On the other hand, gastrointestinal toxicities such as nausea and vomiting are frequently observed in patients receiving chemotherapy after gastrectomy [3032]. They could cause appetite loss and decreased physical activity, and a lifestyle with lesser physical activity could potentially contribute to the loss of skeletal muscle mass. In this context, Abdiev et al. [33] raised the possibility, in patients with early gastric cancer, that laparoscopic distal gastrectomy may be beneficial in maintaining muscle mass because of an early recovery to preoperative physical activity. However, it remains uncertain whether the laparoscopic approach could prevent skeletal muscle loss even in patients receiving postoperative chemotherapy after TG.

In this study, 38 of 52 (73.1 %) patients with pathological stage II/III disease tolerated adjuvant S-1 therapy for ≥6 months after surgery. The Adjuvant Chemotherapy Trial of S-1 for Gastric Cancer (ACTS-GC) [34] reported a similar compliance (77.9 %) with S-1 therapy for ≥6 months, suggesting that our patients were not exceptional in this regard.

With respect to the appropriate duration of adjuvant chemotherapy with S-1, the Japan Clinical Oncology Group (JCOG) has launched a phase III trial comparing 6 versus 12 months S-1 administration in stage II gastric cancer patients [35]. A shortened period of S-1 might help early recovery of physical activity through diminishing skeletal muscle loss.

This study showed that TG caused significant postoperative changes in body composition and particularly pronounced reductions in skeletal muscle mass in patients receiving extended adjuvant chemotherapy. Marked decreases in skeletal muscle mass have been associated with poor functional status and high mortality in cancer patients, including those with gastric cancer [36, 37]. Preventing the loss of skeletal muscle mass after TG may lead to improved outcomes and better quality of life. In our patients, skeletal muscle loss had no impact on survival (data not shown).
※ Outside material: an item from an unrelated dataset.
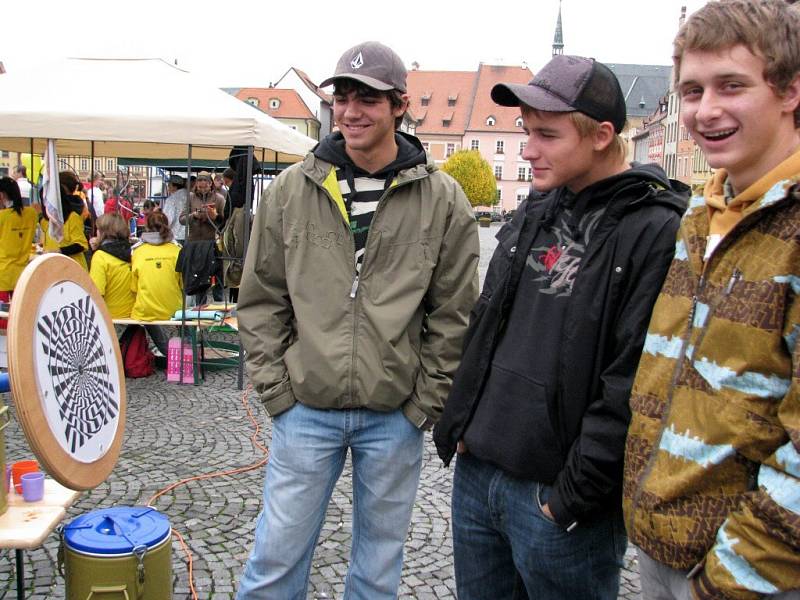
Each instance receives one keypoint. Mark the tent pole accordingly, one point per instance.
(33, 195)
(261, 179)
(248, 206)
(92, 213)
Skeletal muscle depletion in relapsed patients such as those with cancer cachexia [37] might have a completely different meaning as a prognostic factor from that caused by chemotherapy in nonrelapsed patients.

Although no nutritional interventions have yet been proven effective for preventing the loss of skeletal muscle after TG, perioperative enteral nutrition enriched with eicosapentaenoic acid (EPA) was shown to preserve lean body mass in patients undergoing esophageal cancer surgery [38]. A phase III trial is currently ongoing to evaluate the effects of perioperative nutrition enriched with EPA on body weight and lean body mass after TG for T2–T4a gastric cancer [39]. Another promising approach demonstrated that short-term administration of ghrelin maintained lean body mass at 14 days after TG [40]. An oral ghrelin mimetic over 12 months significantly increased fat-free mass in healthy older adults [41]. These results suggest that ghrelin might become a potential candidate for preventing skeletal muscle loss after TG.
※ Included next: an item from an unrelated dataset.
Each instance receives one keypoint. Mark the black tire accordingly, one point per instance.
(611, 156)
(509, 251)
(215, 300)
Although to the best of our knowledge this is the first study examining skeletal muscle loss after TG and its exacerbation by extended adjuvant chemotherapy, the retrospective nature of this study performed in a single institution and the relatively small size of the studied population warrant further studies.

In conclusion, skeletal muscle loss was exacerbated by extended adjuvant chemotherapy after TG. Appropriate nutritional intervention should be identified to maintain skeletal muscle mass and achieve improved outcomes.